For starters, she’s an ex-prosecutor who has repeatedly beclowned herself in attempting to win over the Left. Her entire campaign has read like a poorly interpreted focus group, with her positions twisting wherever the political winds seemed to blow. At various points in her campaign, she has emphatically endorsed and disavowed “Medicare for all,” the Green New Deal, decriminalizing illegal immigration, banning private health insurance, and federally forced busing.

And that ignores a career’s worth of 180-degree reversals on prostitution, sanctuary cities, marijuana legalization, civil asset forfeiture, and the death penalty.

She’s already made herself toxic to the liberal lane of the party, and the polling demonstrates it.

Sanders and Warren are tied for Biden supporters’ second choice if he falls, according to Morning Consult’s latest polling, but third place after that isn’t Harris: It’s Pete Buttigieg. And if the South Bend, Indiana, mayor were to fall, his supporters would gravitate to Warren then Biden and then Minnesota Sen. Amy Klobuchar. In Iowa, the New York Times found that Buttigieg follows Warren and Sanders with the third-highest support for being likely caucusgoers’ first and second choice.

Harris’s national RealClearPolitics average has plummeted from the double digits in August to 3.6%. She is now less than a point ahead of Andrew Yang and exactly 1 point ahead of Klobuchar, who has seen a significant bounce in the polls over the past month.

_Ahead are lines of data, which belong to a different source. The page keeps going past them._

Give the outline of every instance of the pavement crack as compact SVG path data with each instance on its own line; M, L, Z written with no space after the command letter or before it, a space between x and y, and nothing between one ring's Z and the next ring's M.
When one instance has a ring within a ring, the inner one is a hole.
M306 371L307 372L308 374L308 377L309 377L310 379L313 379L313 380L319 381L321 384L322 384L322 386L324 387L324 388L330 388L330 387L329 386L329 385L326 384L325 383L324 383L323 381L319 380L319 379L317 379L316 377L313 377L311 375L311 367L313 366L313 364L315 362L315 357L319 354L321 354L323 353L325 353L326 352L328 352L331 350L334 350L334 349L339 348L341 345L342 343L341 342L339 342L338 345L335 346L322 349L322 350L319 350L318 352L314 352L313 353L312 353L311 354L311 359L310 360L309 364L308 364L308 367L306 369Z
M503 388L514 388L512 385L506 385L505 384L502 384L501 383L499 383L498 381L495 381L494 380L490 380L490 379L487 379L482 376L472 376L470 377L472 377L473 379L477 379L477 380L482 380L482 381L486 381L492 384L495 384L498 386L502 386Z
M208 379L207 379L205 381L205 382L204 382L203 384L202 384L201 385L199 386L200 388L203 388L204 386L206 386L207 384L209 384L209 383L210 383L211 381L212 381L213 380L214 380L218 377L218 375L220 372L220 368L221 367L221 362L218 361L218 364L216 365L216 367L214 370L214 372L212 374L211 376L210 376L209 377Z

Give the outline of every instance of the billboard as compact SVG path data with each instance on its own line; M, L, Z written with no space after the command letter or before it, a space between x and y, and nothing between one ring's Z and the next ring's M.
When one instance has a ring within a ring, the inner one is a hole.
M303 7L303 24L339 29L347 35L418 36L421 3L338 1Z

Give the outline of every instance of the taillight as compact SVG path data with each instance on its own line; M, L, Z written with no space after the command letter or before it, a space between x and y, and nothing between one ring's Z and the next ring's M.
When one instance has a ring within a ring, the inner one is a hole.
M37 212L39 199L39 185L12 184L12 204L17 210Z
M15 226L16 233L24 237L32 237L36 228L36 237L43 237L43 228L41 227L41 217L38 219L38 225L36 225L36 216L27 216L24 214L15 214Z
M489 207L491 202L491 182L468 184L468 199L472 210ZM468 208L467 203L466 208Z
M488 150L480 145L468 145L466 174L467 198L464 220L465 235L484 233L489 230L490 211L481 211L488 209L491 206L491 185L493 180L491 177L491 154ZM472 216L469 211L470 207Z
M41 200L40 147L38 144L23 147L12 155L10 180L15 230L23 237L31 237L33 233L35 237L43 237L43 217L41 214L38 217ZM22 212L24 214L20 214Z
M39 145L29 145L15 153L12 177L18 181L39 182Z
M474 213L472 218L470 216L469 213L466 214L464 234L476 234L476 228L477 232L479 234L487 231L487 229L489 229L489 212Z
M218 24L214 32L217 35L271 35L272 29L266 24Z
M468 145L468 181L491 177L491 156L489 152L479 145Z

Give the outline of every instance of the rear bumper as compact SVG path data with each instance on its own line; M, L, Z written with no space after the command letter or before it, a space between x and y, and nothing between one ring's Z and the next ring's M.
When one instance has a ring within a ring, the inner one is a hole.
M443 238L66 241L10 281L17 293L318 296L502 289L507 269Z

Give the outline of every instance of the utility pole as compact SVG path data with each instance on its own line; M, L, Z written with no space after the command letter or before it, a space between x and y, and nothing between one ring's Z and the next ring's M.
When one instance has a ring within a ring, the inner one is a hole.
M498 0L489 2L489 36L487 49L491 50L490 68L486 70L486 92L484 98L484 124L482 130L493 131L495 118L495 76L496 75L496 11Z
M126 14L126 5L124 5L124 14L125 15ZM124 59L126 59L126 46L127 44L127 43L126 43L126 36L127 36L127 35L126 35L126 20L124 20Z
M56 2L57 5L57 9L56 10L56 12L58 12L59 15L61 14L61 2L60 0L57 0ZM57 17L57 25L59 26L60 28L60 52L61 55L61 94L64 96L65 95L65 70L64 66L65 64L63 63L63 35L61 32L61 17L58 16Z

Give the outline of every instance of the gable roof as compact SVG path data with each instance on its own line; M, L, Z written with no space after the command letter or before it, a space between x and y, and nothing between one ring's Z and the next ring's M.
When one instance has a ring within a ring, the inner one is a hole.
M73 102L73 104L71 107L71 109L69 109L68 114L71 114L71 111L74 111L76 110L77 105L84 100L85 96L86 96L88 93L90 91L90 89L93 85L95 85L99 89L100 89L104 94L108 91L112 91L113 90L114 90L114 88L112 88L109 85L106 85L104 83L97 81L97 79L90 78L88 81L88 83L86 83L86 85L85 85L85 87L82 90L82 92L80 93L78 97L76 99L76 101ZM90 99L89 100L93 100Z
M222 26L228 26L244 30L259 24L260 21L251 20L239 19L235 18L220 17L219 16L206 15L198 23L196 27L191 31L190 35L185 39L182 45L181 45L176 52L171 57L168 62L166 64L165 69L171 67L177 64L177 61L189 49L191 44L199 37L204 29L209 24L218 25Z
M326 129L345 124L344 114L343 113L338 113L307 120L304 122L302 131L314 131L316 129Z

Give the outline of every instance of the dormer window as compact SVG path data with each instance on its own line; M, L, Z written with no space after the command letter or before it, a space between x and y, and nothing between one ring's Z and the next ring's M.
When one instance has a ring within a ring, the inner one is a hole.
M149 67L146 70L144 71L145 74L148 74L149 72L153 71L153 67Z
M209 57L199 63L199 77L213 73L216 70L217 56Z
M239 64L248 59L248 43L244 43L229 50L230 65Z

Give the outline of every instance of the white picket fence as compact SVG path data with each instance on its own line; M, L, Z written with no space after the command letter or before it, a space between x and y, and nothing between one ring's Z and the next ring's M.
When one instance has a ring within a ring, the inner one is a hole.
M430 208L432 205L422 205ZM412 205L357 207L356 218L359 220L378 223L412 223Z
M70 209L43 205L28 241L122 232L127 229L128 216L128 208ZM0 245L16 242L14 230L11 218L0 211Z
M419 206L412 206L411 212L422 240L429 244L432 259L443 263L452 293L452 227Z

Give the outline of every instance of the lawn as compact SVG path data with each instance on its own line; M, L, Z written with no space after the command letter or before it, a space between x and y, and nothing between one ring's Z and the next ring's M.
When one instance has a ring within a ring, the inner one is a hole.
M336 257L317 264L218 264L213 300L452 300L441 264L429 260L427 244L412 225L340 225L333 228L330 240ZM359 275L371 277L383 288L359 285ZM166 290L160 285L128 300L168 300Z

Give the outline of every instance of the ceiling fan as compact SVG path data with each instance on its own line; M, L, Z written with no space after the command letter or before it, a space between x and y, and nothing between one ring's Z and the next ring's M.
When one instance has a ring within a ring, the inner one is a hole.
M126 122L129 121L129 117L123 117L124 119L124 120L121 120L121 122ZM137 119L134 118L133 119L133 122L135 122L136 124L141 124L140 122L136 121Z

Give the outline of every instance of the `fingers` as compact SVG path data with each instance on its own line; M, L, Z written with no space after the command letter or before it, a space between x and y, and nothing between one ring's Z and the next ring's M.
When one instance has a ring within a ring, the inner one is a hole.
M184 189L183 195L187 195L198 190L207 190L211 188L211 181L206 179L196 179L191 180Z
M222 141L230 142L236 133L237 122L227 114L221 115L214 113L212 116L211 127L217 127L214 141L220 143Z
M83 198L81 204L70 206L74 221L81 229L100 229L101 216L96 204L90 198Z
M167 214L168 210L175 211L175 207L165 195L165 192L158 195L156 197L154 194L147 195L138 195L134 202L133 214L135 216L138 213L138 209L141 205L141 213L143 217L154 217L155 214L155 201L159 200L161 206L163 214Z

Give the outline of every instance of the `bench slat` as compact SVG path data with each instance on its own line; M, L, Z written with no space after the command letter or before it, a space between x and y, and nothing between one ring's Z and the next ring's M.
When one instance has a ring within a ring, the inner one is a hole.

If you were going to bet on a backup for Biden, why wouldn’t it be Buttigieg, who’s built incredible early state ground games and maintained stable support? Or even Klobuchar, a Democrat who won her swing state by more than 20 points just two years after Clinton won it by 1 point?

Biden is old. Sadly, it shows. But if the Democrats’ single best hope for defeating Trump does crumble in the polls, it won’t be Harris taking his place. She should bow out now and salvage what remains of her credibility for a future run.